【宅建過去問】(平成08年問36)業務上の規制
宅地建物取引業者A(個人)がその業務を行う場合に関する次の記述のうち、宅地建物取引業法の規定に違反しないものはどれか。
- Aは、20区画の一団の宅地分譲に際し、見学者の案内のみを行う現地案内所を設置したが、当該案内所について都道府県知事に届出をしなかった。
- Aは、取引の関係者から従業者証明書の提示を求められたが、それに代えて宅地建物取引士証を提示した。

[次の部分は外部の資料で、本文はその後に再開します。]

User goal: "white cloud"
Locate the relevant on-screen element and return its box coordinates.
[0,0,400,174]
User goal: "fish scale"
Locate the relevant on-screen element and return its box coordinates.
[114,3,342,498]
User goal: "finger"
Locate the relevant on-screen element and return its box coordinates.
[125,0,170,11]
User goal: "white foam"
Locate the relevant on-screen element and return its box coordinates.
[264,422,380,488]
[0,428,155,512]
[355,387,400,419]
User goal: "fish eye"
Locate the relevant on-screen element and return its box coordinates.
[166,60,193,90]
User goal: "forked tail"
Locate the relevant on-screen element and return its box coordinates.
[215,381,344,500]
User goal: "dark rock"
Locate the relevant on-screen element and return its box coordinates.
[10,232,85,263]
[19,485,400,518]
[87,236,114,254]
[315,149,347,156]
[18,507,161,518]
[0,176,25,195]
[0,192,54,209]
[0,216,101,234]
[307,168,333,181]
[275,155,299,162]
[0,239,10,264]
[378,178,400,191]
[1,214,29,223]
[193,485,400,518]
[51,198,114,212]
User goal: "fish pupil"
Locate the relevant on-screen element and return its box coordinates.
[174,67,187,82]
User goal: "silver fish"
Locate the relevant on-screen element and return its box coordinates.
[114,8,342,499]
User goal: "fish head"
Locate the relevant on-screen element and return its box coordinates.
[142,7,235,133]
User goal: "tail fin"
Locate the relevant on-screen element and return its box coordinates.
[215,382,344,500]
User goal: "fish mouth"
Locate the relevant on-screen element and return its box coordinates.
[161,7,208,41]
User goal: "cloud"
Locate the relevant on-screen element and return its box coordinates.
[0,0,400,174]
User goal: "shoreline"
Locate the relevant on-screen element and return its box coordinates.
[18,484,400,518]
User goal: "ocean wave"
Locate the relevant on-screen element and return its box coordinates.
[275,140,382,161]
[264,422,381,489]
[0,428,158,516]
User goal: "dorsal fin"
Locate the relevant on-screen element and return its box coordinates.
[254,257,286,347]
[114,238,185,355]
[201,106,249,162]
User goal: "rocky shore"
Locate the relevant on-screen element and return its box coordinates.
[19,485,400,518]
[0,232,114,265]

- Aは、その業務に関する帳簿を、その閉鎖後2年を経過したので焼却した。
- Aは、Bから停止条件付で取得する契約を締結した宅地を、その事実を故意に告げることなく、自ら売主として宅地建物取引業者でないCに売却した。
正解:1
1 違反しない
設置の際に届出が必要となる案内所とは、そこで契約行為等を行う案内所(言い換えれば、専任宅建士の設置が必要な案内所)に限られる(宅建業法50条2項)。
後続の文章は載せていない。